Carl stirred drunkenly and pushed himself up into a sitting position. Peering from under a dirty ball cap through
the windshield of the car he chuckled. "Well, thank you, Lord. Clyde, that little gal is gonna freeze her little ass
off."
     "I know," said Clyde.
     "We got to save her, buddy," said Carl. He found the bottle that lay on the seat between them and put it to
his lips again. The inside of the car was hot and smelled of brandy and dirty men.
     Clyde let out the clutch, and the car slithered across the intersection. The window went down.
     Andrea was startled by the sudden wave of warm, reeking air, and a man's voice.
     "Need a ride, honey?"
     The crystal throbbed, and Andrea Clare's heart pounded. She began to walk toward the village. The snow
whispered around her ankles, and she felt cold. She pulled her cloak about her shoulders.
     The sedan crawled ahead, and the voice reached out again.
     "Real warm in here, baby."
     Carl leaned toward the driver's open window and called thickly, "Do you suck dick?"
     Clyde backhanded him. "Asshole!"
     Andrea quickened her step, but suddenly both doors flew open on the sedan as it rocked on its emergency
brake. She made to run, but Clyde had her in a bound and roughly pinned her arms in his own.
     Carl came around the front of the car then, slipping in the snow and cursing. "Stuck up little slut!" he
snarled.
     Andrea struggled. Carl grabbed her belt and slapped her face viciously, and the three of them fell to the
ground. Clyde still maintained his bear hug.
     "Let's get her into the car, asshole!" he yelled at Carl who was floundering in the snow with his hand hooked
deeply into Andrea's blue jeans.
     "Yeah, right!" growled Carl. He let his hands slide down her legs to seize her ankles. Andrea's nose and lip
bled, her head lolled, and she felt frozen with pain and terror. Only the crystal glowed hotly in her fist. As she
tumbled roughly into the back seat of the blue sedan, she screamed.
* * *
     So, the years went by. That year's kits survived and thrived, and moved away to the sound of well-wishing
snarls. Some years, the litters failed. Once, the wild expanse of chamise, that had shielded the den in other years,
betrayed her with fire, and her kittens burned to death.
     Some years, one or more were seized by a sneaky owl or a hawk. There were years when all of the darlings
took sick and died, and Tawngness would mourn as her tits froze.
     Sometimes she had had to defend the den from coyotes. Once she had arrived late, saving two while two
others were carried by their necks to horrid fate. Once, Tawngness had killed a coyote that was one that menaced
her brood, and several times she had drawn blood on others, earning respect and life-long avoidance from this or
that particular mutt.
     Dogs were bad. She had lost the whole litter once, to a pack, and barely had escaped with her life. And she had
killed three in the process.
* * *
     Johnny knew all about health, when it came to food. He also knew how to break every rule. He made his own,
and he broke them all, his own and the more conventional strictures as well.

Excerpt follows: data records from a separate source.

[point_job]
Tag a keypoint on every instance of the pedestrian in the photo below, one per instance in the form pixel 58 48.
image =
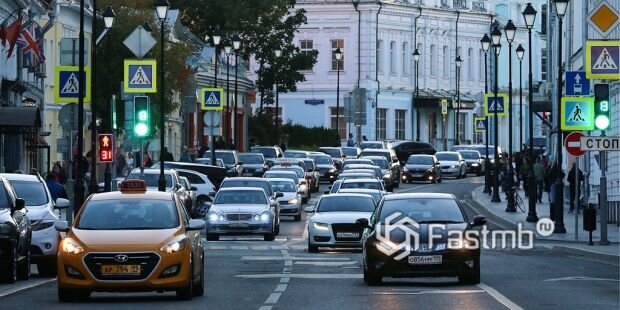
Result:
pixel 350 141
pixel 574 188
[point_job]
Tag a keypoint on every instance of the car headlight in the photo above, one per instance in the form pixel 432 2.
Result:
pixel 175 245
pixel 43 225
pixel 69 245
pixel 320 226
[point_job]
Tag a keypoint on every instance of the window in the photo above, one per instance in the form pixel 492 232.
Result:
pixel 400 124
pixel 342 122
pixel 381 123
pixel 337 44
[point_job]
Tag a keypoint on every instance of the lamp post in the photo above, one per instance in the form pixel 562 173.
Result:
pixel 560 9
pixel 416 60
pixel 459 63
pixel 486 44
pixel 338 55
pixel 496 35
pixel 236 45
pixel 510 29
pixel 529 14
pixel 108 21
pixel 161 6
pixel 520 52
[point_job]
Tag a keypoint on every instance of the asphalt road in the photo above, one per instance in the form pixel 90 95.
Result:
pixel 248 273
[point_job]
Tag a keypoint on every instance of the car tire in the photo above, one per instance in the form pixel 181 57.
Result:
pixel 213 237
pixel 9 269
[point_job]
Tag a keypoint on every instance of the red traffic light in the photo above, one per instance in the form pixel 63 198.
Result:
pixel 106 149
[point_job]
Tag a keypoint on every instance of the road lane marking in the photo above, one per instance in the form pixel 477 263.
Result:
pixel 499 297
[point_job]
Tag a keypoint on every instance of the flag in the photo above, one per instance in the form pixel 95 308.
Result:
pixel 12 32
pixel 30 42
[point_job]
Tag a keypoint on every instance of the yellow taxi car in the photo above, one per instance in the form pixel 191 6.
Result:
pixel 131 241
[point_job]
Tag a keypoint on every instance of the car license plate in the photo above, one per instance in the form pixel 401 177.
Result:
pixel 425 260
pixel 348 235
pixel 121 269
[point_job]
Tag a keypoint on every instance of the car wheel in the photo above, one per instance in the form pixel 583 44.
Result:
pixel 9 268
pixel 213 237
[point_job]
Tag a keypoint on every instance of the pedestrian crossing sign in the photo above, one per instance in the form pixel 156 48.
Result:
pixel 212 99
pixel 140 76
pixel 480 124
pixel 491 103
pixel 577 113
pixel 67 84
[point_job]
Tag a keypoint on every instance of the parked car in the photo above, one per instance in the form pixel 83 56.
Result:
pixel 15 235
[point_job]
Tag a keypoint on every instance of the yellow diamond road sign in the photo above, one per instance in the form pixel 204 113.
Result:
pixel 604 18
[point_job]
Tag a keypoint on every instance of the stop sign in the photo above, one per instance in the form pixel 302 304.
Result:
pixel 572 143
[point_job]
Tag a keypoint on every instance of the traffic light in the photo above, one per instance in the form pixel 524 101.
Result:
pixel 142 116
pixel 106 153
pixel 601 106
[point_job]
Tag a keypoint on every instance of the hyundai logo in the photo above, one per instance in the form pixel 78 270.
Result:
pixel 121 258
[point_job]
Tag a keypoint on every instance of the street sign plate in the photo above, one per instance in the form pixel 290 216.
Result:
pixel 572 143
pixel 577 84
pixel 480 124
pixel 603 60
pixel 140 76
pixel 600 143
pixel 140 42
pixel 500 103
pixel 604 18
pixel 67 84
pixel 212 99
pixel 577 113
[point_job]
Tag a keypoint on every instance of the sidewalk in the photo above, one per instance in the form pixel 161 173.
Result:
pixel 561 242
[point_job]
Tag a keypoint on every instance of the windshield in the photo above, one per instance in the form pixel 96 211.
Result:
pixel 129 214
pixel 150 178
pixel 447 156
pixel 283 186
pixel 240 197
pixel 32 192
pixel 362 184
pixel 420 160
pixel 251 159
pixel 267 152
pixel 346 204
pixel 423 209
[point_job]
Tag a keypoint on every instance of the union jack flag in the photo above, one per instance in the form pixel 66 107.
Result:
pixel 31 45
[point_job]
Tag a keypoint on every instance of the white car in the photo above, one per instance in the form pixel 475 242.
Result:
pixel 333 222
pixel 43 216
pixel 290 202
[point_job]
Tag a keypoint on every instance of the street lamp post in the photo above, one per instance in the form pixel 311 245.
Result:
pixel 520 53
pixel 510 29
pixel 338 55
pixel 560 9
pixel 161 6
pixel 416 60
pixel 459 63
pixel 496 35
pixel 529 14
pixel 486 44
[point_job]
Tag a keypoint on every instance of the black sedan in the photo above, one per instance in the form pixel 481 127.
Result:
pixel 396 241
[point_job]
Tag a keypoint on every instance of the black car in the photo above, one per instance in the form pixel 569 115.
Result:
pixel 15 235
pixel 443 256
pixel 404 149
pixel 254 164
pixel 422 168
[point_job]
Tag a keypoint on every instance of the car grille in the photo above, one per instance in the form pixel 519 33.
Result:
pixel 238 216
pixel 147 260
pixel 347 228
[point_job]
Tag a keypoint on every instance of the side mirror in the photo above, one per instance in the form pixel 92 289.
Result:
pixel 479 220
pixel 196 225
pixel 62 203
pixel 61 226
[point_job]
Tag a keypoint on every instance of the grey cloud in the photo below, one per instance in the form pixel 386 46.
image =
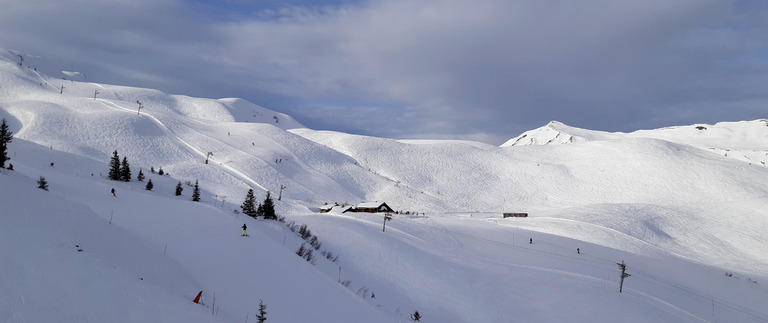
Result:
pixel 484 70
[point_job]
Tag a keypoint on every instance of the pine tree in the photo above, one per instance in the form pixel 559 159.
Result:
pixel 248 206
pixel 6 136
pixel 196 193
pixel 179 189
pixel 114 167
pixel 259 211
pixel 125 171
pixel 42 183
pixel 262 317
pixel 269 208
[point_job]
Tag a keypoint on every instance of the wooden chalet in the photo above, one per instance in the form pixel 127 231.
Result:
pixel 327 207
pixel 371 207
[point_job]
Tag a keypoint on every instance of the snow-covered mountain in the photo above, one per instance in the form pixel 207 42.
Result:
pixel 683 207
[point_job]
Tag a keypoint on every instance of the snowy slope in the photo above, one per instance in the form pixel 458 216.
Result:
pixel 744 140
pixel 681 217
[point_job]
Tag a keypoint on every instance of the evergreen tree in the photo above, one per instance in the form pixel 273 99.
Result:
pixel 6 136
pixel 114 167
pixel 125 171
pixel 269 208
pixel 196 193
pixel 259 211
pixel 248 206
pixel 262 316
pixel 42 183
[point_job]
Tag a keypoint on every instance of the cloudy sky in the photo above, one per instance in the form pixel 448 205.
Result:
pixel 482 70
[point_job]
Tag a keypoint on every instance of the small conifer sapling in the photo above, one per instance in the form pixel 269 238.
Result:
pixel 42 184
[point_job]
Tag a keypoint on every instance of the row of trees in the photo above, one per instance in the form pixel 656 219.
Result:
pixel 121 171
pixel 6 136
pixel 265 209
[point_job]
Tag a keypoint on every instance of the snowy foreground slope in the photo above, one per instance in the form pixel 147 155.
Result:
pixel 683 207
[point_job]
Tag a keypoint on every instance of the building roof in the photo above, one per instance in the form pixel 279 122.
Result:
pixel 370 205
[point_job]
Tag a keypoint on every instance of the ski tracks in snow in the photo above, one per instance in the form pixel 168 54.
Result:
pixel 168 132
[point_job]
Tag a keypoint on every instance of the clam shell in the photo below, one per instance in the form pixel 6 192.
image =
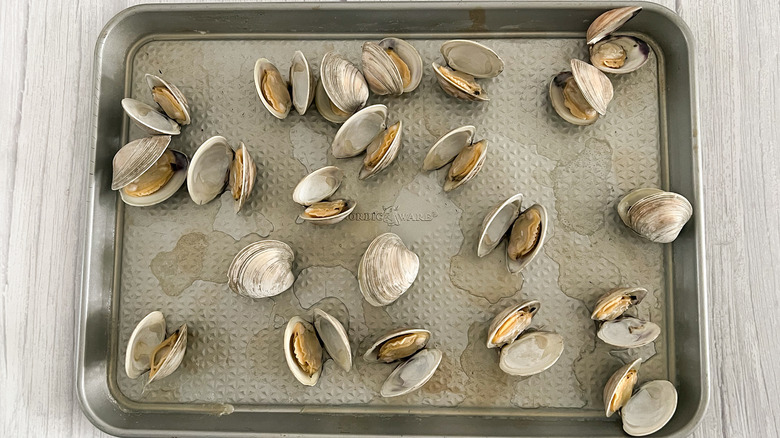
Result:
pixel 149 119
pixel 371 354
pixel 637 54
pixel 169 189
pixel 334 338
pixel 387 270
pixel 388 157
pixel 155 81
pixel 344 84
pixel 302 82
pixel 262 66
pixel 650 408
pixel 617 384
pixel 628 332
pixel 515 266
pixel 448 146
pixel 262 269
pixel 358 131
pixel 595 85
pixel 609 22
pixel 289 355
pixel 497 222
pixel 412 374
pixel 472 58
pixel 209 170
pixel 602 311
pixel 136 157
pixel 408 55
pixel 531 353
pixel 530 306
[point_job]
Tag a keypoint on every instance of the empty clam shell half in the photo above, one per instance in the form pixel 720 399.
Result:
pixel 618 389
pixel 472 58
pixel 359 131
pixel 262 269
pixel 343 83
pixel 170 98
pixel 412 374
pixel 531 353
pixel 272 89
pixel 302 82
pixel 302 351
pixel 334 338
pixel 149 119
pixel 654 214
pixel 650 408
pixel 397 344
pixel 511 322
pixel 628 332
pixel 615 302
pixel 387 270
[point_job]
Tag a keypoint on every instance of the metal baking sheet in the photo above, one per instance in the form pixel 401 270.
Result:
pixel 173 257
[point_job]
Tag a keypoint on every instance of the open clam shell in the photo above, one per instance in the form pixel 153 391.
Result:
pixel 302 351
pixel 650 408
pixel 472 58
pixel 272 89
pixel 149 119
pixel 397 344
pixel 302 83
pixel 628 332
pixel 534 211
pixel 618 389
pixel 387 270
pixel 343 82
pixel 615 302
pixel 412 374
pixel 170 98
pixel 531 353
pixel 334 338
pixel 359 131
pixel 262 269
pixel 511 322
pixel 654 214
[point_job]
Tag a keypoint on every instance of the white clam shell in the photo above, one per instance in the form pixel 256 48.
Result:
pixel 650 408
pixel 262 269
pixel 472 58
pixel 531 353
pixel 149 118
pixel 387 270
pixel 412 374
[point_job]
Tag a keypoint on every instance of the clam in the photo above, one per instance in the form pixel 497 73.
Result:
pixel 396 345
pixel 467 157
pixel 262 269
pixel 580 95
pixel 215 167
pixel 387 270
pixel 510 323
pixel 151 349
pixel 531 353
pixel 412 374
pixel 391 66
pixel 615 302
pixel 146 172
pixel 654 214
pixel 616 53
pixel 312 192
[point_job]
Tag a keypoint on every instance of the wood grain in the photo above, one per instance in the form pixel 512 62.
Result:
pixel 47 48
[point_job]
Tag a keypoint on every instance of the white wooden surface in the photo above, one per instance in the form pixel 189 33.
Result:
pixel 46 50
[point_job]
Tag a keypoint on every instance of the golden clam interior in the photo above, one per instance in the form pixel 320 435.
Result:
pixel 154 178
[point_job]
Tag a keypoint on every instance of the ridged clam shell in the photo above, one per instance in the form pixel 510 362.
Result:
pixel 387 270
pixel 262 269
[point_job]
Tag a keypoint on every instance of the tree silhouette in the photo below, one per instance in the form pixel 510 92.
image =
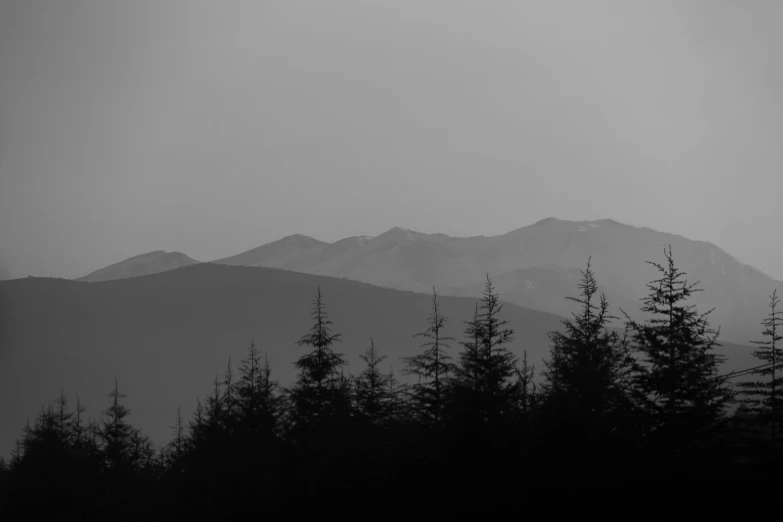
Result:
pixel 487 367
pixel 762 397
pixel 320 390
pixel 433 365
pixel 677 375
pixel 371 386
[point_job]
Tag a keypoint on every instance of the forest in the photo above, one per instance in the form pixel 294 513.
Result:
pixel 476 425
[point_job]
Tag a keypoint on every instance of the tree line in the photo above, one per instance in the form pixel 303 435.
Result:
pixel 472 428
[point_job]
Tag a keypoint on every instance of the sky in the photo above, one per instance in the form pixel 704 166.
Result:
pixel 210 128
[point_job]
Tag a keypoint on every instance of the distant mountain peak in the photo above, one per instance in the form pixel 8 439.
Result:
pixel 143 264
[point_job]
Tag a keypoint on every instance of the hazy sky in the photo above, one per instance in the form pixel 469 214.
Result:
pixel 212 127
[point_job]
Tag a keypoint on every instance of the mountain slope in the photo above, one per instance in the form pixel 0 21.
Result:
pixel 277 253
pixel 167 335
pixel 409 260
pixel 144 264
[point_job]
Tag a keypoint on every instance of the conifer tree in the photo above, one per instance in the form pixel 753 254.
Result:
pixel 587 371
pixel 487 367
pixel 178 442
pixel 371 386
pixel 320 389
pixel 677 374
pixel 434 365
pixel 763 397
pixel 527 389
pixel 248 391
pixel 76 429
pixel 63 416
pixel 117 435
pixel 271 401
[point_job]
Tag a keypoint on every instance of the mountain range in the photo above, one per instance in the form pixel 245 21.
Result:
pixel 536 266
pixel 167 336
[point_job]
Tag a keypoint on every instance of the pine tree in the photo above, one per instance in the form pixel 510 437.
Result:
pixel 527 389
pixel 587 370
pixel 248 391
pixel 271 401
pixel 117 435
pixel 371 386
pixel 64 417
pixel 320 389
pixel 487 367
pixel 763 398
pixel 434 365
pixel 178 444
pixel 677 374
pixel 76 429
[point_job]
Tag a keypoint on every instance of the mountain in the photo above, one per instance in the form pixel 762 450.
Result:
pixel 544 288
pixel 409 260
pixel 277 253
pixel 144 264
pixel 167 335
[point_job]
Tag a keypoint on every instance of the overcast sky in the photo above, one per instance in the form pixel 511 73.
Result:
pixel 212 127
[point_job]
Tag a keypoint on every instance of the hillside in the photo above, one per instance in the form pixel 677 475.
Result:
pixel 166 336
pixel 144 264
pixel 409 260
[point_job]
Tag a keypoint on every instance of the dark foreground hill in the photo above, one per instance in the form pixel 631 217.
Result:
pixel 167 336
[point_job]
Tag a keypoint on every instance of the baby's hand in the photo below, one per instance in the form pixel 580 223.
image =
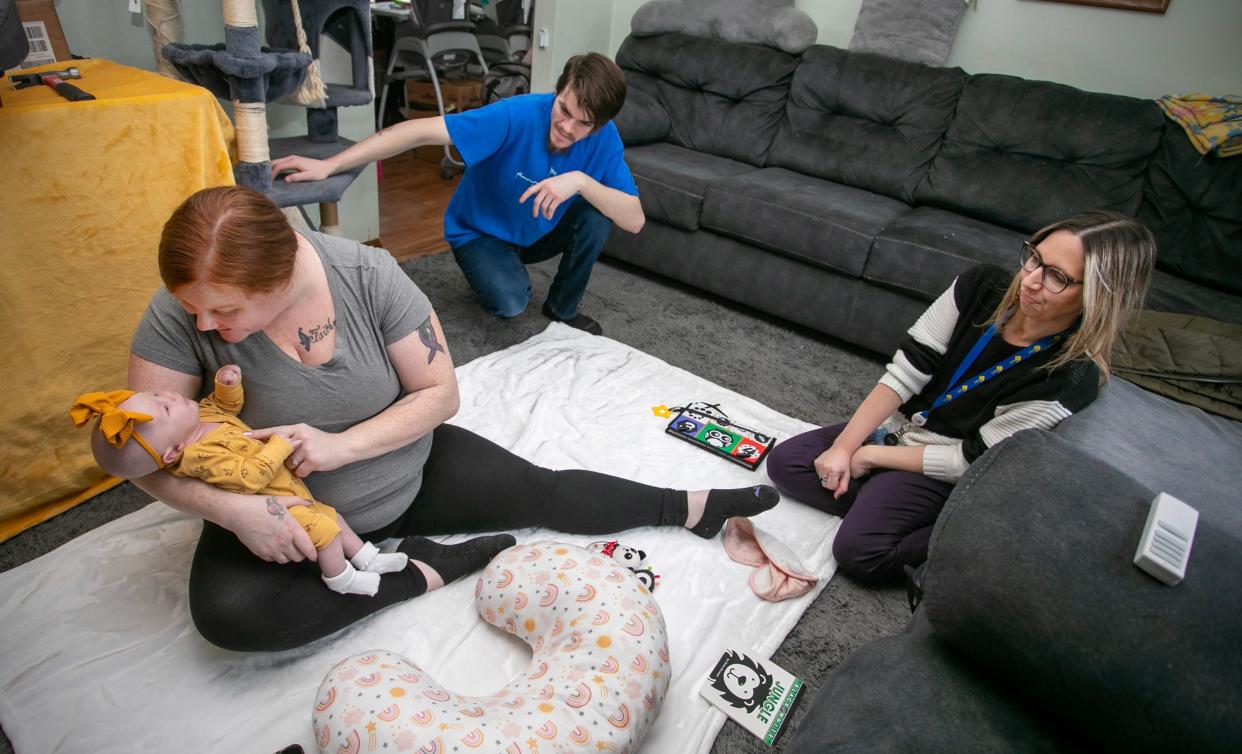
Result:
pixel 229 374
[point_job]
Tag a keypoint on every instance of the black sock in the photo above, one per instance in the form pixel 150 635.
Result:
pixel 455 560
pixel 723 504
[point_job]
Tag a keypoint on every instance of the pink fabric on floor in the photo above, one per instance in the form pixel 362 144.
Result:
pixel 779 575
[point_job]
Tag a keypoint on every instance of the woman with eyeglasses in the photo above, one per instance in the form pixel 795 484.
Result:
pixel 999 352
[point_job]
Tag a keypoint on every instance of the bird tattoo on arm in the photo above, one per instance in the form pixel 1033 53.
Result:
pixel 427 334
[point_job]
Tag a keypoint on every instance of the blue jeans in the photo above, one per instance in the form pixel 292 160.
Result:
pixel 496 270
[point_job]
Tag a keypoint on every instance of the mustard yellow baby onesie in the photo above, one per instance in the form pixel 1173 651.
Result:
pixel 230 460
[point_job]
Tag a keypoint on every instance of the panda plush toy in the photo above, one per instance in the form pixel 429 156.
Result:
pixel 632 558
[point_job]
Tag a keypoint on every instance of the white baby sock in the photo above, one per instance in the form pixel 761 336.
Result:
pixel 354 581
pixel 371 559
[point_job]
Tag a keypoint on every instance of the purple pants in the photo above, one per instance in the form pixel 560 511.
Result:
pixel 888 514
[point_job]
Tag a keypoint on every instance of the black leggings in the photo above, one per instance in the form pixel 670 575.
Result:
pixel 241 603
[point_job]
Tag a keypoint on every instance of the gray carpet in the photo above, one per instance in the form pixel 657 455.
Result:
pixel 795 372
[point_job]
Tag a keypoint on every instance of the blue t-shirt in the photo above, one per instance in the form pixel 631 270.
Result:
pixel 506 150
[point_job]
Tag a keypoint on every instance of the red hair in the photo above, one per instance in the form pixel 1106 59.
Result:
pixel 227 236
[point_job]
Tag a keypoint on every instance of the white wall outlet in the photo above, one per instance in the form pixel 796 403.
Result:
pixel 1164 547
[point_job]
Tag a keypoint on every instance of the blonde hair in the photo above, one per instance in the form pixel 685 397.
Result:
pixel 1119 254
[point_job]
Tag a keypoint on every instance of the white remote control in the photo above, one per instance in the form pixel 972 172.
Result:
pixel 1164 548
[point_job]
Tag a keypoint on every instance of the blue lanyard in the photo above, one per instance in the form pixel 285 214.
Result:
pixel 983 377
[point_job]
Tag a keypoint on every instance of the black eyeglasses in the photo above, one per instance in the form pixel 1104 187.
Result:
pixel 1052 278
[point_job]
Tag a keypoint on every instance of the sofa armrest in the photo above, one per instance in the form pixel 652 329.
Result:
pixel 1031 574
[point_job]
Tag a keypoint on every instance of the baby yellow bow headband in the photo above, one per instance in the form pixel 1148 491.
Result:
pixel 116 424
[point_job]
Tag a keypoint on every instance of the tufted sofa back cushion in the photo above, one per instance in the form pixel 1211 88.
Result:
pixel 722 98
pixel 866 121
pixel 1194 206
pixel 1028 153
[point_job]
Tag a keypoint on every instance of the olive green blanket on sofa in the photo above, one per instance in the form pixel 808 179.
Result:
pixel 1191 359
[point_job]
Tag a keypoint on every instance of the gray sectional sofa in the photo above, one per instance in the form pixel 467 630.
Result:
pixel 845 191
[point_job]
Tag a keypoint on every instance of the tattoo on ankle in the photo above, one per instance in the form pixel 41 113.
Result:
pixel 316 334
pixel 427 334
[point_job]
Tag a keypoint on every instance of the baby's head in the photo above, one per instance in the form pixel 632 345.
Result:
pixel 135 432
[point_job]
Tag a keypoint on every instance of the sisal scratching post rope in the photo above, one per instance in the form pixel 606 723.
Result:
pixel 250 112
pixel 313 91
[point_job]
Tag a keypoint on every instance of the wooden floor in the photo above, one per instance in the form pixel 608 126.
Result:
pixel 412 201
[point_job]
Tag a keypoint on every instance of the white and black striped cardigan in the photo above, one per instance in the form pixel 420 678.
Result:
pixel 1027 395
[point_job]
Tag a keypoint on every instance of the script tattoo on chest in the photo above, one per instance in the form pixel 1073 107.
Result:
pixel 316 334
pixel 427 334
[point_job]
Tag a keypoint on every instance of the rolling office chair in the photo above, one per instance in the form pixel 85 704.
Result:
pixel 513 18
pixel 430 46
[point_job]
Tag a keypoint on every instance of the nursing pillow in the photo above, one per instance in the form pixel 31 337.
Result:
pixel 598 676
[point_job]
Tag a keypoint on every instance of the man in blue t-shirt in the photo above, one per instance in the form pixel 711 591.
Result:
pixel 545 175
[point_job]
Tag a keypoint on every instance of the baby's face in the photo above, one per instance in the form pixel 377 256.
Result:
pixel 174 417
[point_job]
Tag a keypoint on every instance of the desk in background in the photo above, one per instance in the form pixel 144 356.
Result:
pixel 87 188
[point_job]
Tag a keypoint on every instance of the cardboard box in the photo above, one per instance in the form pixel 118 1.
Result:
pixel 458 93
pixel 44 32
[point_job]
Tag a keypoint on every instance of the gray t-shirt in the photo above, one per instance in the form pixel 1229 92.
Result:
pixel 376 304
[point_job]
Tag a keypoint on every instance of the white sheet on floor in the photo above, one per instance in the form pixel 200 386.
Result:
pixel 98 655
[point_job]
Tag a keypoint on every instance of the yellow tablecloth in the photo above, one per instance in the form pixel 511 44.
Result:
pixel 87 188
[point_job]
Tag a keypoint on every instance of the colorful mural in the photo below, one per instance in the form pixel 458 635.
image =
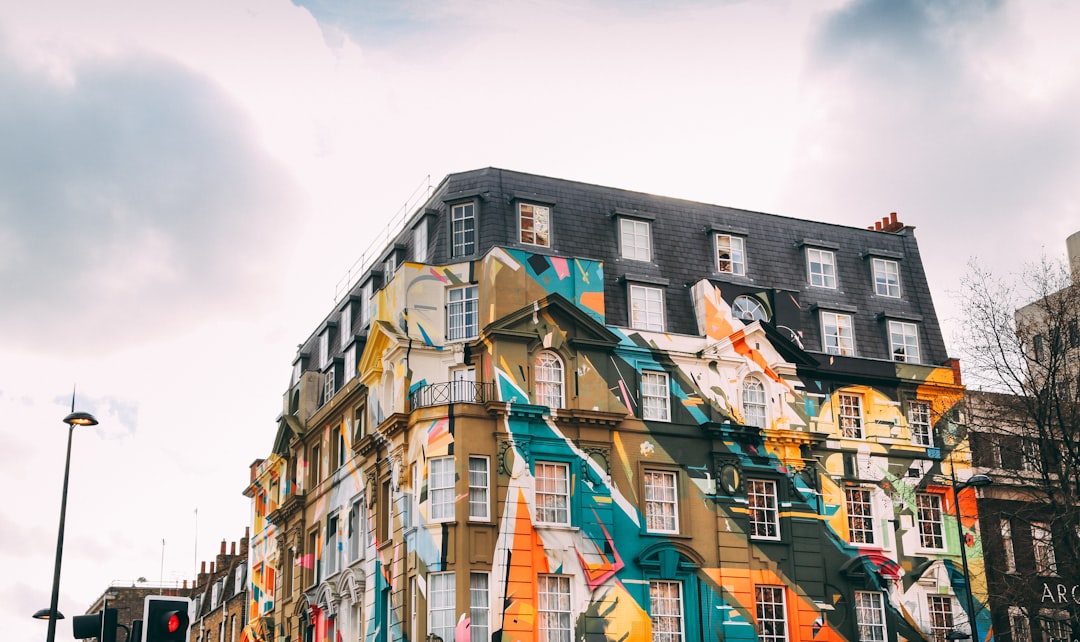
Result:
pixel 580 481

     The best way to enjoy gluttony, he maintained to himself, was through inappropriate combinations. Pizza was
a loving example of this. Perhaps it would make more sense to call it the most enjoyable way to perform gluttony,
although to Johnny, there really was no gluttony without inappropriate combinations. It was how he could
innocently eat several pounds of meat from his barbecue at one session.
     It was also how he could eat an entire pot of rice, or drink a quart of goat's milk. But all that was routine; the
vice was in the pizza, or the hotdog, sandwich, toast and bacon, casserole or meat and potatoes. Johnny loved
them all, and used them for his break outs, his sins, his kicking loose of the rules. But, when he was following his
rules, he ate to abandon and never gained an ounce.
     "Whenever you eat or drink anything, you are using yourself up."
     Johnny never forgot those words. He would tell Bob, "Each time we fast, each time we go a whole day without
eating, we are adding a day to our lifespan."
     "That is," Bob would say, "if we don't get killed first."